Les Chroniques de l'Imaginaire

Consolée - Umubyeyi Mairesse, Beata

Après une brillante carrière dans la fonction publique qui s'est mal terminée, Ramata a choisi de se reconvertir dans l'art-thérapie. Elle a trouvé un stage dans un EHPAD auprès de résidents atteints d'Alzheimer. A travers ses ateliers, elle espère dénouer leur parole et atteindre leurs souvenirs. Une patiente attire son attention plus que les autres. Il s'agit de Mme Astrida, la seule métisse de l'établissement. Depuis que la maladie a atteint un nouveau palier, Mme Astrida s'enferme dans une langue que personne n'a su identifier et s'éloigne de plus en plus du français. L'EHPAD ne connaît pas précisément le passé de Mme Astrida et ne sait pas comment lui venir en aide ; sans parler d'une volonté toute relative de lui venir en aide. Ramata va trouver en la psychologue Claude une alliée précieuse pour remonter dans le passé de Mme Astrida.

Pour Ramata, il s'agit aussi d'une remise en question de son vécu. Arrivée enfant du Sénégal, elle a vu son père cumuler deux boulots, essayer de donner une vie normale et meilleure que la sienne à ses enfants. Grâce à ses efforts pour rentrer dans le moule français, Ramata et ses sœurs et frère ont pu faire des études et mener une carrière. La famille a plus ou moins rompu les liens avec le Sénégal et Ramata arrive à un stade de sa vie où elle se pose des questions sur sur identité. Le lien qu'elle va créer avec Mme Astrida va l'aider à trouver son propre chemin.

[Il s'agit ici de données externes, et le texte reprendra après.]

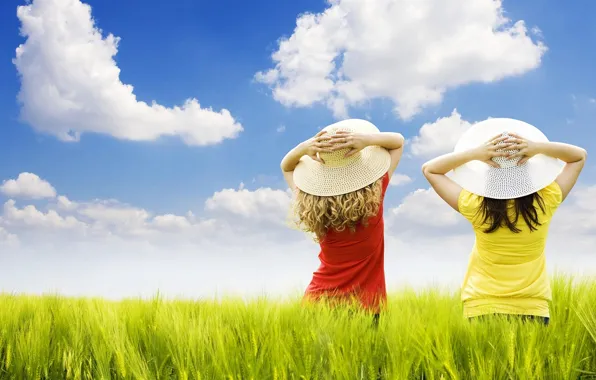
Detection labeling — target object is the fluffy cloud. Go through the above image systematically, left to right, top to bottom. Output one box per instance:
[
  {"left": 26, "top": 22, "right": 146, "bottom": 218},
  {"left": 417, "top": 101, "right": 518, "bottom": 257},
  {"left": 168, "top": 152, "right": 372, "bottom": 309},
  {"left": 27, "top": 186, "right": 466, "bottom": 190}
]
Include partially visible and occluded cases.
[
  {"left": 14, "top": 0, "right": 243, "bottom": 145},
  {"left": 255, "top": 0, "right": 547, "bottom": 119},
  {"left": 411, "top": 109, "right": 472, "bottom": 158},
  {"left": 0, "top": 172, "right": 56, "bottom": 199},
  {"left": 0, "top": 173, "right": 596, "bottom": 298},
  {"left": 389, "top": 173, "right": 413, "bottom": 186},
  {"left": 0, "top": 174, "right": 302, "bottom": 245},
  {"left": 389, "top": 189, "right": 464, "bottom": 235},
  {"left": 2, "top": 199, "right": 86, "bottom": 230},
  {"left": 0, "top": 227, "right": 19, "bottom": 247}
]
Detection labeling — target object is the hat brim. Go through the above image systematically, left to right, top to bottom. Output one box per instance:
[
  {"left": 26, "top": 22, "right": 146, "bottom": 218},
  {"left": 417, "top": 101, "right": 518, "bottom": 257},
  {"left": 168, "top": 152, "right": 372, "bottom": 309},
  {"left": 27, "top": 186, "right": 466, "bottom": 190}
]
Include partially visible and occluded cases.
[
  {"left": 450, "top": 118, "right": 564, "bottom": 199},
  {"left": 293, "top": 119, "right": 391, "bottom": 196}
]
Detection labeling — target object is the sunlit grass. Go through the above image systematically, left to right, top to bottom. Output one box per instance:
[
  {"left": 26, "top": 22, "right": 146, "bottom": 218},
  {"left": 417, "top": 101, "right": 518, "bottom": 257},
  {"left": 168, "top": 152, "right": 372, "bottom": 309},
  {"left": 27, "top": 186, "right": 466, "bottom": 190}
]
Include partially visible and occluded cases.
[{"left": 0, "top": 277, "right": 596, "bottom": 380}]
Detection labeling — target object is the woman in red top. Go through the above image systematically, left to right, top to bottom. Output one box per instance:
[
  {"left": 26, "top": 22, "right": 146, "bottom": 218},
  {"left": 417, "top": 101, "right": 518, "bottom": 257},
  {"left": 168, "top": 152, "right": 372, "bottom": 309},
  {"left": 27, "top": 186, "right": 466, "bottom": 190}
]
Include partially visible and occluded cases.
[{"left": 281, "top": 119, "right": 404, "bottom": 317}]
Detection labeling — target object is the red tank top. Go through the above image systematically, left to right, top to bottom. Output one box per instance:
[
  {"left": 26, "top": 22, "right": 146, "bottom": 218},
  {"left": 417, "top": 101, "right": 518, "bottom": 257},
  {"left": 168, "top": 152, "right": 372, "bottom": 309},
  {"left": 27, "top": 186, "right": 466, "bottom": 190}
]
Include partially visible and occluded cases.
[{"left": 305, "top": 174, "right": 389, "bottom": 313}]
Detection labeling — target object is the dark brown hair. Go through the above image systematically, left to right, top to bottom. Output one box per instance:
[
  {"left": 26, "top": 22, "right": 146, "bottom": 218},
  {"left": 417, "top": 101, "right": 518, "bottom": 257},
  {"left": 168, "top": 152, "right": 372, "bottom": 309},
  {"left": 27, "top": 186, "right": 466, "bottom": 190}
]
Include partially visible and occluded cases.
[{"left": 478, "top": 193, "right": 544, "bottom": 233}]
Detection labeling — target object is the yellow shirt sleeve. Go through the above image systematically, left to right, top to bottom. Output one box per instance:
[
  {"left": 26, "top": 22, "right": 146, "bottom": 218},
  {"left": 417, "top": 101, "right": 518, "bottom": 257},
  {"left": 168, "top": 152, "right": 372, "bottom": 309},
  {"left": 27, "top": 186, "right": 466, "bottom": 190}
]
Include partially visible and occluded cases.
[
  {"left": 538, "top": 181, "right": 563, "bottom": 215},
  {"left": 457, "top": 189, "right": 481, "bottom": 223}
]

En toile de fond de cette histoire contemporaine, il y a le passé de Mme Astrida, née Consolée. Le lecteur assiste aux efforts de Ramata et de Claude en sachant la vérité. Le roman nous éclaire ainsi sur un fait historique de la colonisation : l'arrivée de colons blancs de toutes nationalités au Ruanda-Urundi pour exploiter les ressources du pays. Ces colons venus seuls, sans femmes, ont trouvé sur place de quoi étancher leur soif de tendresse et de sexe. De là sont nés des enfants métis, qu'on a arrachés à leurs mères pour les européaniser à l'image de leurs géniteurs.

Au-delà de la dimension historique du passé colonial belge et de ses conséquences, Beata Umubyeyi Mairesse aborde également le problème naissant et qui va prendre de l'ampleur des immigrés atteints d'Alzheimer qui retournent à leur langue maternelle et oublient le français. Comment allons-nous prendre en charge le problème, alors que le personnel soignant en EHPAD se fait de plus en plus rare ?

Grâce à son écriture toujours aussi belle, précise et poétique, Beata Umubyeyi Mairesse partage avec nous des destins de femmes fortes, qui ont su se construire sur des fondations branlantes. Elle éclaire un fait historique que nous Français ne connaissons pas de la même façon, la vision économique simple de la colonisation belge sans volonté de peuplement, et le déplacement de milliers d'enfants ni noirs ni blancs. Des enfants tels que beaucoup d'autres, arrivés dans un pays étranger avec leur langue, dans laquelle ils se réfugient au crépuscule de leur vie. L'autrice nous sensibilise à cette problématique avec talent et émotion.

Si vous aimez les romans qui abordent le thème de l'identité, des origines, de la transmission dans les familles dispersées et pluriculturelles, ne passez pas à côté de Beata Umubyeyi Mairesse.